Topping out
Gerald Cole
Happy 20th Birthday
The birth pangs of SelfBuild & Design
There can’t be too many jobs likely to be won by pure spleen. Grand High Wizard of the Ku Klux Klan, perhaps; special advisor on American relations to Kim Jong-un? But I can say, with almost complete truthfulness, that I managed to find one. It happened like this.
I self-built a house. Actually, my wife did most of the project management while the building was done by a timber-frame firm importing Norwegian frames. I provided the inspiration, the imagination and, mainly, the angst. But, as I regularly told my wife – who had office-managed a small contracting firm and so was much more builder-savvy than I – there was much to get angsty about.
For a start, there was the planning permission – or rather the lack of it. The plot was conveniently adjacent to the house in which we were living. In fact, it was part of the garden, a 22ft-wide strip running from front to back.
Steeply sloping, it was smothered in brambles over eight feet high and largely hidden behind a collapsing six-foot fence. How pleased the neighbours would be, we thought, to have this eyesore removed.
They weren’t. In fact, despite the friendly interest displayed when we showed them our plans, objections flooded in, and not just from immediate neighbours but from surrounding streets.
The design, done by an architect friend, had been intended to bridge the styles of our deeply unassuming 1950s ex-local authority semi with the sprawling detached villa next door. It was rejected. As were two subsequent modifications.
Months later a chance conversation revealed that the local conservation officer had become involved. He thought the new house should reflect our existing home’s 1950s style because so few 1950s properties remained in the borough. We were not, I should add, in a Conservation Area. The nearest was about a hundred yards away. Around a corner.
In a fit of desperation our architect submitted a design that made the worst excesses of Stalinist architecture look like Lutyens. Our original design, with minimal modification, was passed without comment – 18 months after first submission.
The build finally started just in time for the wettest winter in decades. Our builders unaccountably arrived with an excavator that almost spanned the plot, scooping out a hole almost twice the specified footprint. This quickly turned into a swimming pool, shortly before the neighbour’s garden collapsed into it.
When the water level was low enough to start work on the footings, Building Control decided the agreed metre-deep foundations wouldn’t be up to the job and insisted on piled foundations, instantly adding £10,000 to the costs. They had a similar change of heart over our connection to the neighbouring communal drain, requiring a new connection to the main sewer, complete with a six-feet-deep inspection chamber large enough to host a small party. Cost? Another £10,000.
Intrigued
I could go on. I have, on many occasions. But the one that didn’t clear the room was an interview for the job of launch editor of this magazine. Like many journalists, I was intrigued by the idea of starting a new publication. But I assumed it required a deep and extensive knowledge of the subject covered. I treated my interview, then, as useful experience and, as it turned out, hugely satisfying therapy.
I ranted, as far as I can remember, about the lack of self-build information generally, the blinkered attitudes of the construction industry and its poor organisational skills, the arbitrary nature of local planning, the inability of high-street lenders to comprehend self build and what I regarded as the less than ideal support provided by existing magazines.
Nothing I’d read had prepared me for the excruciating circumstances of my build. What was clearly needed was a new publication that was inspirational, informative but, above all, honest.
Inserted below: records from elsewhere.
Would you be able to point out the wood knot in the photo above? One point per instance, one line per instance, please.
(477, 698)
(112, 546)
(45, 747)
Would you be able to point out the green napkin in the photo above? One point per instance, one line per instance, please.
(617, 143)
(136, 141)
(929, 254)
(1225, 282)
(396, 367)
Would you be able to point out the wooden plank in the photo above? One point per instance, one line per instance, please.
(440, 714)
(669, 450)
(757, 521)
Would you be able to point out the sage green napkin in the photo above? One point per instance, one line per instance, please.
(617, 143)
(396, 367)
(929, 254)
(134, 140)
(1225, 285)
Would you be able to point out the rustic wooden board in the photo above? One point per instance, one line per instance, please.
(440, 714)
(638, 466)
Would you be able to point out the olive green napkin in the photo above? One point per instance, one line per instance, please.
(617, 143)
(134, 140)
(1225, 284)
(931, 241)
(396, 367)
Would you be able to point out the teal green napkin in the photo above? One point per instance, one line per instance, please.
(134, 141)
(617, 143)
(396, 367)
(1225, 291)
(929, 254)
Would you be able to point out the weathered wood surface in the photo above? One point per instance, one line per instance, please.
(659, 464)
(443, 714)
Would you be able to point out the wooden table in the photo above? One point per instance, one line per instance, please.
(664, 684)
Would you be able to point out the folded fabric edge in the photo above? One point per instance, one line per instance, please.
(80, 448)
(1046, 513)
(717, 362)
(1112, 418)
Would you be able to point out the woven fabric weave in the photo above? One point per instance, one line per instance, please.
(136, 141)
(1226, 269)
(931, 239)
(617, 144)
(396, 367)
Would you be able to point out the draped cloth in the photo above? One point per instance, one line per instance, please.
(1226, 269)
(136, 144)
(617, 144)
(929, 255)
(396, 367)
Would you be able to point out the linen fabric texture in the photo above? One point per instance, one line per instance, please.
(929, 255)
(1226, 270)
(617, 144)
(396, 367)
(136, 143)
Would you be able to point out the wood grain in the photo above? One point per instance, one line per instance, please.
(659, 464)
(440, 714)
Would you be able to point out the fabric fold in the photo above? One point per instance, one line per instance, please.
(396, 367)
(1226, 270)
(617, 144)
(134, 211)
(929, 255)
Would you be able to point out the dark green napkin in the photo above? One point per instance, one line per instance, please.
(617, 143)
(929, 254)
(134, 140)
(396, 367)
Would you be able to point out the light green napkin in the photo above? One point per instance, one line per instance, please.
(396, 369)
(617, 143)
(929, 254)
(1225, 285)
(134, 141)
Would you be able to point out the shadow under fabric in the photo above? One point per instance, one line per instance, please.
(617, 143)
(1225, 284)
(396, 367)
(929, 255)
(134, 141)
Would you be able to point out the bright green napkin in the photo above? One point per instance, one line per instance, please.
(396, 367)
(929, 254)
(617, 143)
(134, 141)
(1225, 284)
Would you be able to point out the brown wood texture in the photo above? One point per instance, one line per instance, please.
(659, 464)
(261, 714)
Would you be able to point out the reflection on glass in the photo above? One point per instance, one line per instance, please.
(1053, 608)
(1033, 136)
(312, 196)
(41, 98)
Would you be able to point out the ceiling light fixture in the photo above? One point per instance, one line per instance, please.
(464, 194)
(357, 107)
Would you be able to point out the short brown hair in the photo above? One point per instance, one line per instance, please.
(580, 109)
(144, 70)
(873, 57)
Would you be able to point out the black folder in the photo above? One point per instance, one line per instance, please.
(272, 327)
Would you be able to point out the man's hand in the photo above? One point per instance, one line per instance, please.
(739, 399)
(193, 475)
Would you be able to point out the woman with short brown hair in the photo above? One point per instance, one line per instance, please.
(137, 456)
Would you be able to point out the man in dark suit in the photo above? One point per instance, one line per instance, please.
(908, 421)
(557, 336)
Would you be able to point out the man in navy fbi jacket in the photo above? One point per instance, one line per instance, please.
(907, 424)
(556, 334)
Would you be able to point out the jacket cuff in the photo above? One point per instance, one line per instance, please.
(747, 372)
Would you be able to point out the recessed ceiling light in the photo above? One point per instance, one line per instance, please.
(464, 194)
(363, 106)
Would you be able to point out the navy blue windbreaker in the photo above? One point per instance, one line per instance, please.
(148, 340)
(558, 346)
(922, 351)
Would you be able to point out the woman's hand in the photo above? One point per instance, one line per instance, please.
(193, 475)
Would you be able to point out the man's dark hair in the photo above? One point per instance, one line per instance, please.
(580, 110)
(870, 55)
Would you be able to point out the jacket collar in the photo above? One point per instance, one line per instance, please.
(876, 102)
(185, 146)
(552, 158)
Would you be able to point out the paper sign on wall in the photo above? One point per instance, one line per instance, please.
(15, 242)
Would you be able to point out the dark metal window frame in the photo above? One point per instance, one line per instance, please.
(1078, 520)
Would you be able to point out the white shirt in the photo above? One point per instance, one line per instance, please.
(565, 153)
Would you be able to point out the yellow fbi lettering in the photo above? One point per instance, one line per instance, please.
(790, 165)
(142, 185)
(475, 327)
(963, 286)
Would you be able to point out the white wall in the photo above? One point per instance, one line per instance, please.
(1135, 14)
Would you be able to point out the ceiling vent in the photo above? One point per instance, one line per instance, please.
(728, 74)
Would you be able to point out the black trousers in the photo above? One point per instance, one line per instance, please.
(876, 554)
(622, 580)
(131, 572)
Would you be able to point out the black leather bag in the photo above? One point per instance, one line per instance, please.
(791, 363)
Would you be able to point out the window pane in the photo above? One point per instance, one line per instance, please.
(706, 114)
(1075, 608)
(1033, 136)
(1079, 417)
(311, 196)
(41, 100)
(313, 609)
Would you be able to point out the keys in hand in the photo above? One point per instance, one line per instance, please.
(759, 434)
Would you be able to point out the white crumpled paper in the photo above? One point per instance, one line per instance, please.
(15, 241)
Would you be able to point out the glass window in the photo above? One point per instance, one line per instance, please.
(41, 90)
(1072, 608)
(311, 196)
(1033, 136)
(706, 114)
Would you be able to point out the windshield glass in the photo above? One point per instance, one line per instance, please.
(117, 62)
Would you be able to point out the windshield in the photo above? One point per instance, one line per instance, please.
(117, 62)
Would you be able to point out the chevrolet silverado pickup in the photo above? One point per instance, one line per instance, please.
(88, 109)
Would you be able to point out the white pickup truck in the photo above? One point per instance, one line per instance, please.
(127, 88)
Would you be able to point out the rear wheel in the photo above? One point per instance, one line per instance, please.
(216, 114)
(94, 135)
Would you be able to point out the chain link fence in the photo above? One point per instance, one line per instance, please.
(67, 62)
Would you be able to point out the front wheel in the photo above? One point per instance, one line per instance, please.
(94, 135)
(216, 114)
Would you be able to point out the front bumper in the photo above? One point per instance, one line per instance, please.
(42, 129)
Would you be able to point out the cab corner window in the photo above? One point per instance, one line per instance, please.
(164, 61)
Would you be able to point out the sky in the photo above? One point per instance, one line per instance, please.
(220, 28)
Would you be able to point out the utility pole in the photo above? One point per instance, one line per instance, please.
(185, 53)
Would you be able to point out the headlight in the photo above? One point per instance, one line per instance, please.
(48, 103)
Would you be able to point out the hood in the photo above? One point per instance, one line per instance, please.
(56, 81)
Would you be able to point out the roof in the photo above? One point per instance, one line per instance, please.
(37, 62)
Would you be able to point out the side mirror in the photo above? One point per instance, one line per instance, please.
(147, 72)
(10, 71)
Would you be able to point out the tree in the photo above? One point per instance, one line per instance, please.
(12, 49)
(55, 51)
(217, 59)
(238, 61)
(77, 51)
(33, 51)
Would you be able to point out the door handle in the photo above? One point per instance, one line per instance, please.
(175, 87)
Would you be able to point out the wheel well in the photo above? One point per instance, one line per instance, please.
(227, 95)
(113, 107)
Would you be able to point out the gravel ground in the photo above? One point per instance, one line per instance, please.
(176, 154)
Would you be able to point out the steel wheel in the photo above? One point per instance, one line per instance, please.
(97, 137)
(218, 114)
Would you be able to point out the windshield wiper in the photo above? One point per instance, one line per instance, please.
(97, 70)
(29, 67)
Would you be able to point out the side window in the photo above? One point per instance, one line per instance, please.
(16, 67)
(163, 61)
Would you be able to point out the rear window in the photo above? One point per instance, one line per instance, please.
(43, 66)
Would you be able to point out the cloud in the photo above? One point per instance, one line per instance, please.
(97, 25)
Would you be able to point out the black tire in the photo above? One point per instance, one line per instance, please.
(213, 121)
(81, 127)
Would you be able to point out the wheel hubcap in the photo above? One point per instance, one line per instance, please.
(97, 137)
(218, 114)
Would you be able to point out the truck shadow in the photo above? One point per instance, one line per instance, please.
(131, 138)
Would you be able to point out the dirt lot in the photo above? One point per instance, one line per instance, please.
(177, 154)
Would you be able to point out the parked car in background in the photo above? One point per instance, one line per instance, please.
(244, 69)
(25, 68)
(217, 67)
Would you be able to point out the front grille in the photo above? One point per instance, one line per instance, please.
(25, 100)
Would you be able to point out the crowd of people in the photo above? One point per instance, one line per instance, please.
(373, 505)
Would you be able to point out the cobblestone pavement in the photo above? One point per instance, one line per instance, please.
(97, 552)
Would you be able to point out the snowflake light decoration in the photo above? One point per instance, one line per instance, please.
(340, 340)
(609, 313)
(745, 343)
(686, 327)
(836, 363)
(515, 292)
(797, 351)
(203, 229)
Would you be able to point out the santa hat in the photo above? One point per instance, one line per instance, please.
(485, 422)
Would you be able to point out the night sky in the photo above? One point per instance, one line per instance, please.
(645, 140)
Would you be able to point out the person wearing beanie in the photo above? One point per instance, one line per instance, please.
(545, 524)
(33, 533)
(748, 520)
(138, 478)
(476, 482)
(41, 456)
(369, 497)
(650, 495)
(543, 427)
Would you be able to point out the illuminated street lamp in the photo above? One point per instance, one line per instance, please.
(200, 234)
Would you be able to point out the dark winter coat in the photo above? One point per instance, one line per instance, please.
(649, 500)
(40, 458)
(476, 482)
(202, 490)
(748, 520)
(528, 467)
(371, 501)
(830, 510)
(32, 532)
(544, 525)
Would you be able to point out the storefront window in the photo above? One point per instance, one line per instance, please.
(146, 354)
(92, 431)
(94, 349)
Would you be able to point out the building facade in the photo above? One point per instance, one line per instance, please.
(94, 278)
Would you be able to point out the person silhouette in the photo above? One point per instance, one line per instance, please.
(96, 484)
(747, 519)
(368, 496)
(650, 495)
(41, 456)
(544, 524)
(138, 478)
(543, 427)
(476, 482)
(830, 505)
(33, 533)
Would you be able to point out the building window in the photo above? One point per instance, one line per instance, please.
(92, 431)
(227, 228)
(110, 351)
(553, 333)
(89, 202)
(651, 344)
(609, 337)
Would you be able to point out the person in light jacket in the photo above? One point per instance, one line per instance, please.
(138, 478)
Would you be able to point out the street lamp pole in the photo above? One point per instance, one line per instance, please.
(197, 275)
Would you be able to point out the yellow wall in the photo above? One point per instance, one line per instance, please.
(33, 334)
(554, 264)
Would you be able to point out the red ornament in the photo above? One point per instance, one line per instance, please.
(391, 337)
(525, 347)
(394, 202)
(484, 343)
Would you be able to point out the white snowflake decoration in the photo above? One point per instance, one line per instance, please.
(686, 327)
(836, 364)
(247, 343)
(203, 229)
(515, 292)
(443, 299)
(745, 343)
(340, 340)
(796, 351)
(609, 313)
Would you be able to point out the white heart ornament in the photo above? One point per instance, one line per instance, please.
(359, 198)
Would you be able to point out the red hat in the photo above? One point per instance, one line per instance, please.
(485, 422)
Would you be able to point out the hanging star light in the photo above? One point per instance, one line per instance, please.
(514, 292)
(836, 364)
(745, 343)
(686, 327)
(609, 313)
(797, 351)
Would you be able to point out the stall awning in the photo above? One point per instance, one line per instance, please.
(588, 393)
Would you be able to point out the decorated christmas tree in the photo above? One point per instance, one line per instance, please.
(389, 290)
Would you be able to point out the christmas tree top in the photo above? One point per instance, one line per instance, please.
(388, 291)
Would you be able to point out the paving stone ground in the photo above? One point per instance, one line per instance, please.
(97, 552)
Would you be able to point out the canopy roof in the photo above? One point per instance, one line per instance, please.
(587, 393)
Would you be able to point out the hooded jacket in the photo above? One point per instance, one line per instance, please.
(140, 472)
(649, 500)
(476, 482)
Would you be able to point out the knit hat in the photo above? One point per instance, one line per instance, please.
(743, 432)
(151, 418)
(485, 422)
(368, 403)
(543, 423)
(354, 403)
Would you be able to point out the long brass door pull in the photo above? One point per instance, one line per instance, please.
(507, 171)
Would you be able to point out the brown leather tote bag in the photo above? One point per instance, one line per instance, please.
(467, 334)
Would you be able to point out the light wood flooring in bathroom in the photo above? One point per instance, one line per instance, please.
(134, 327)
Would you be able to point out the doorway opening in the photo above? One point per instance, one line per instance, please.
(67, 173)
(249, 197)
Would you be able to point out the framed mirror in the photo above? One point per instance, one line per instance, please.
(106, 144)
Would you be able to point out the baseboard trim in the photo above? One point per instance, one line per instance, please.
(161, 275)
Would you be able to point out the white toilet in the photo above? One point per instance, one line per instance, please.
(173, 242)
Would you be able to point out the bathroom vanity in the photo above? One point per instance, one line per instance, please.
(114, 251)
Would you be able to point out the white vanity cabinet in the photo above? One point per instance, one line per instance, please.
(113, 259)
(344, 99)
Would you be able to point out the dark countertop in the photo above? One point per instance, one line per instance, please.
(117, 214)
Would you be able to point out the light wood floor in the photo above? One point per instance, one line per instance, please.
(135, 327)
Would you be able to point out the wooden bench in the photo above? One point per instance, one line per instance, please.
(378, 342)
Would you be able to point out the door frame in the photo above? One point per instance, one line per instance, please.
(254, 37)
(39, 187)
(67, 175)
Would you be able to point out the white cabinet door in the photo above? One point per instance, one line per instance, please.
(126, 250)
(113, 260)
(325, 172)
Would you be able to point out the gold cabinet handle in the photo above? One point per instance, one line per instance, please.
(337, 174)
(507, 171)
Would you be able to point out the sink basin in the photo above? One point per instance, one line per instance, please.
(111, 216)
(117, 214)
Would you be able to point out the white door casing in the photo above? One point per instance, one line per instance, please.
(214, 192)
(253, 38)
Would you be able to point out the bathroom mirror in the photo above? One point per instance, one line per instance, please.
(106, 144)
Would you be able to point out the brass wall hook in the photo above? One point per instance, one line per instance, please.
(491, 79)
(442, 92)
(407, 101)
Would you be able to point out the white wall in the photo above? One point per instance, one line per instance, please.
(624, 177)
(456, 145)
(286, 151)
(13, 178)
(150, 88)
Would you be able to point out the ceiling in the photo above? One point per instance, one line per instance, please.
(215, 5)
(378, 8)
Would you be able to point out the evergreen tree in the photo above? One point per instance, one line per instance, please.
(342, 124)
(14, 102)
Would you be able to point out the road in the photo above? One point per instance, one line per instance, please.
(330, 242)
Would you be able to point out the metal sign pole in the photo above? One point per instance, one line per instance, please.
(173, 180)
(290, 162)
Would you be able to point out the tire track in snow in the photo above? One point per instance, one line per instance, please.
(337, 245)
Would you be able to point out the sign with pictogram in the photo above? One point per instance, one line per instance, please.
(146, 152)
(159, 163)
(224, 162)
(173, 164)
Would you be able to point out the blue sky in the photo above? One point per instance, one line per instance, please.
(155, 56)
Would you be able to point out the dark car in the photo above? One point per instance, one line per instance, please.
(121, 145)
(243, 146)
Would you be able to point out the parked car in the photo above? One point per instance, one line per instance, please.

I left, mildly surprised I’d been allowed to go on so long. But that was nothing to the surprise I felt when I heard I was the editor.
Launching a new magazine, I quickly discovered, is an exhilarating, exhausting, all-consuming activity which demands the acquisition of new contacts, knowledge and skills at a dizzying rate – very much, in fact, like building your own home. Certainly the satisfaction in accomplishing both is remarkably similar. All the memories of angst fade away – well, mostly – leaving a warm glow and a fierce determination to do better next time.
And suddenly 20 years have slipped by - two decades of gradual advance for self build, from an easing of finance to TV popularity to government recognition. Self build today is markedly easier than it was for me, but still not a patch on the consumer-based markets of Austria, Germany or Canada. It’s always struck me as an odd contradiction in a country as devoted to homeownership as this one.
Plenty, then, to keep ranting about.